How accurate are reconstructed attenuations after linearization?

The attenuations are correct in CT slices obtained using monochromatic X-rays. Polychromatic X-rays produce beam hardened images that can be arbitrarily linearized to reduce the cupping artifact but the attenuations will most likely be incorrect. As the filtering of a conventional X-ray source increases, the beam becomes less polychromatic, attenuation errors decrease but the scan times increase.

The composition of CT specimens is often unknown. In that case, the cupping artifact can be suppressed but we are stuck with the incorrect attenuations. When the composition of the materials in the specimen is known, then the reconstructed image can be adjusted to minimize the errors. If the specimens are consistent as in QC/QA, then the filtering and linearization can be optimized a to give images of known attenuation accuracy in the shortest amount of time.

The simulated example image was created using ImageJ drawing tools and the Material Tagger plugin. It is relatively large and contains strong x-ray absorbers.
Simulated slice of Aluminum Casting with
round iron(light gray) and rectangular red-brass(white) pins

We use the Scanner Setup plugin and the strongly absorbing red-brass pins to select scanning conditions that should produce different levels of beam hardening.

Sample Path(cm) Src KV Filter Filter(cm) Detector Detector(cm) Tau BH% Eff(keV)
Red Brass 0.8 245 Copper 0.5 BaF2 0.1 3.07 16.4 160
Red Brass 0.8 245 Tin 0.5 BaF2 0.1 2.5 7.8 180
Scanner Setup Results
In this example,
  1. a higher source accelerating potential was used to produce x-ray energies that penetrate the brass.
  2. a thick, strongly absorbing detector was needed to improve high energy response.
  3. the first setup used a copper filter and produced ~16% beam hardening.
  4. the second setup used tin filter and produced ~8% beam hardening.
  5. sinograms for each setup were produced using the TagImage To Parallem Brems Sinogram plugin.
  6. The sinograms were reconstructed using the CT Recon Parallel Beam plugin.

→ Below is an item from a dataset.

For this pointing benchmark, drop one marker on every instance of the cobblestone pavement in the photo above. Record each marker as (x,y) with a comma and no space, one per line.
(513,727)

How close is the attenuation to the model at each setup when reconstructed with and without the CT-Recon plugin slider?

First, a few sample calculations. With the CT_Recon slider set to 0, we use NIST_XCOM.xlam and Solver Excel Addins to identify the X-ray energy that minimizes the RMS %Err without any beam hardening correction and obtain 147keV and 9.6% error.
Excel solving for best energy fit
Example 1 showed that scaling the image can improve the fit. We again use the Solver to identify the X-ray energy and scale factor that minimize the RMS %Err without any beam hardening correction(slider=0) and obtain a small improvement.
Excel solving for best scaling and energy fit
The table below summarizes the best keV and scale fits for the both setups with and without the slider.
Excel solving for best scaling and energy fit
We see in the copper filtered image that using the slider to reduce the cupping artifact still results in an 5% RMS error in attenuation coefficient. The reduction in beam hardening using the tin filter is sufficient to reduce the error to about 1.3%, which is below the S/N in most reconstructions. We could probably reduce the thickness of the tin filter to reduce the scan time and use the slider to still obtain a good result. The best fit X-ray energies are consistent with the detected X-ray intensity distributions shown below.
Detected X-ray Intensity Distributions

Sample reconstructions for the imaging conditions in this example

Polychromatic Reconstructions:
A-Cu Filter Slider 0, B-Cu Filter Slider 0.33, C-Sn Filter Slider 0, D-Sn Filter Slider 0.20, E-monochromatic 150keV
The reconstructed gray scale is adjusted to be uniform between images and to highlight residual artifacts1.

Image D is of the same quality as the monochromatic image E and has attenuations that are within 1.3% of for the Solver effective energy.


1. The boundaries of the rectangular brass pins are perfectly aligned with the 90degree projection and are not band-limited giving rise to Gibbs noise in the monochromatic reconstruction.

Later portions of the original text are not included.